Junge Frauen aus einem instabilen familiären Gefüge sind typische Opfer von "Loverboys". So wie die gebürtige Ungarin Ana. Sie ist eine der Protagonistinnen in Widmanns Dokumentation, Ana ist nicht ihr echter Name. Ihre Mutter hatte die Familie verlassen, ihr Vater war Alkoholiker, als sie mit 18 Jahren einen jungen Mann traf, erzählt sie. Er habe sie wie eine Prinzessin behandelt, immer wieder gesagt, wie schön und klug sie sei. "Nach all den Schwierigkeiten in meinem Leben gab er mir Hoffnung für die Zukunft", erzählt Ana. Sie habe sich sicher gefühlt bei ihm.

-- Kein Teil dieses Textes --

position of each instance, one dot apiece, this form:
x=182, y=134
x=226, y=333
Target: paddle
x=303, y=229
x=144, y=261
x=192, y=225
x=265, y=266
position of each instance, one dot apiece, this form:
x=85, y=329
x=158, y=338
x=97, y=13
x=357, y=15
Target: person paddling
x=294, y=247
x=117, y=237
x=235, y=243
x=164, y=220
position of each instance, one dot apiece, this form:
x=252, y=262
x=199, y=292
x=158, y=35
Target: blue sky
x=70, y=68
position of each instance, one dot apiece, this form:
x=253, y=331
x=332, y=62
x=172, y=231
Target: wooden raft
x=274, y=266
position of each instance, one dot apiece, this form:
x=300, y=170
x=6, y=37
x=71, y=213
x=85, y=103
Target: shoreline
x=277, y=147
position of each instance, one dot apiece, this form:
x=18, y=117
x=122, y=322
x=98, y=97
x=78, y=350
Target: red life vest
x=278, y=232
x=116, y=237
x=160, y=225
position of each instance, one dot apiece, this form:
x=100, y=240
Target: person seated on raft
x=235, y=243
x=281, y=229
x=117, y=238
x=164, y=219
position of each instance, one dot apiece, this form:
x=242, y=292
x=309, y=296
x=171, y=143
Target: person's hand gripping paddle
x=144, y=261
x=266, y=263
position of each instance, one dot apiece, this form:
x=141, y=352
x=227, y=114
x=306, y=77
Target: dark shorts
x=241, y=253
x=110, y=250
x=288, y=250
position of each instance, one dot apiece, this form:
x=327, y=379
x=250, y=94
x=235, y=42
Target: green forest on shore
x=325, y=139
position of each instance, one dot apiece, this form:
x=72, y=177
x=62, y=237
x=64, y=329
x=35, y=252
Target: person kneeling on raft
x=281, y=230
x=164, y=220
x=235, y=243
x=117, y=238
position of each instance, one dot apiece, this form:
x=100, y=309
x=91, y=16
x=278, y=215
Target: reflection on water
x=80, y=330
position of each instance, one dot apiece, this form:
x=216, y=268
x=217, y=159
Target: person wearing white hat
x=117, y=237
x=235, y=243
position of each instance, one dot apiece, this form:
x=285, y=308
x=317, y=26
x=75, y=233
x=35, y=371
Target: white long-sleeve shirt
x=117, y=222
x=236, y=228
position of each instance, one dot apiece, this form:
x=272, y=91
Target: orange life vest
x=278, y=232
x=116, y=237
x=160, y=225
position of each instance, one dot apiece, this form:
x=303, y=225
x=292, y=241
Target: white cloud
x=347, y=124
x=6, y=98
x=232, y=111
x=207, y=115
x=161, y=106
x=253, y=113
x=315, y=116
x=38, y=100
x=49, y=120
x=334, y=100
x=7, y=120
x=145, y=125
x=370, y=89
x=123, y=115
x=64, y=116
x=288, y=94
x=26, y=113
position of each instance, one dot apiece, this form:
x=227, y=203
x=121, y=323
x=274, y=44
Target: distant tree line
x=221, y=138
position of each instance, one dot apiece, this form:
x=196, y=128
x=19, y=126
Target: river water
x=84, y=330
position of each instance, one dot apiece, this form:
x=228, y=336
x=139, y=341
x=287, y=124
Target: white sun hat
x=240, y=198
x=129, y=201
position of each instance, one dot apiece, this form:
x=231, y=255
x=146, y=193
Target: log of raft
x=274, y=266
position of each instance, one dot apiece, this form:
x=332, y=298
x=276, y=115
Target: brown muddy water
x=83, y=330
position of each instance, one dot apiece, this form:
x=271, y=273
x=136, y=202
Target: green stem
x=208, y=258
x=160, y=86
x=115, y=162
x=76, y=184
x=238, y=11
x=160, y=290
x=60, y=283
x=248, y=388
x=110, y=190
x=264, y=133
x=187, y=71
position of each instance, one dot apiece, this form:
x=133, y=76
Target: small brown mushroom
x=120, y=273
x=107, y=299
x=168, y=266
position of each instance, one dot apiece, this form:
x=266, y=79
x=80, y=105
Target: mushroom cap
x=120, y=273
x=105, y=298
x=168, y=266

Umso größer war ihr Schock, als er plötzlich von Geldproblemen sprach und sie schließlich emotional dazu erpresste, sich zu prostituieren, um ihre gemeinsame Zukunft zu sichern: "Bevor ich es begriff, saß ich schon im Schaufenster", erinnert sie sich. Sieben Jahre lang ging Ana für ihre vermeintliche große Liebe im Genfer Nachtleben anschaffen, in der Hoffnung auf ein glückliches gemeinsames Leben. "Ich brauchte seine Liebe. Also tat ich, was er von mir verlangte." Diese Männer benutzen "Emotionen, Liebe", sagt Ana heute. Und das sei schlimmer als körperliche Gewalt – die viele Täter ebenfalls anwenden, um die Frauen gefügig zu machen.

Zuckerbrot und Peitsche

Im Grunde könne die "Loverboy"-Masche jede junge Frau treffen, auch solche aus sogenannten "guten Familien", erklärt Irene Hirzel, Geschäftsführerin von ACT212 im Film. Der Verein mit Sitz in Bern engagiert sich im Kampf gegen Menschenhandel und sexuelle Ausbeutung. "Wenn das Mädchen zum Beispiel Stress zu Hause oder in der Schule hat, braucht es gar nicht viel, bis sie sich einem Täter öffnet", führt Hirzel fort. Das machen sich die "Loverboys" zunutze.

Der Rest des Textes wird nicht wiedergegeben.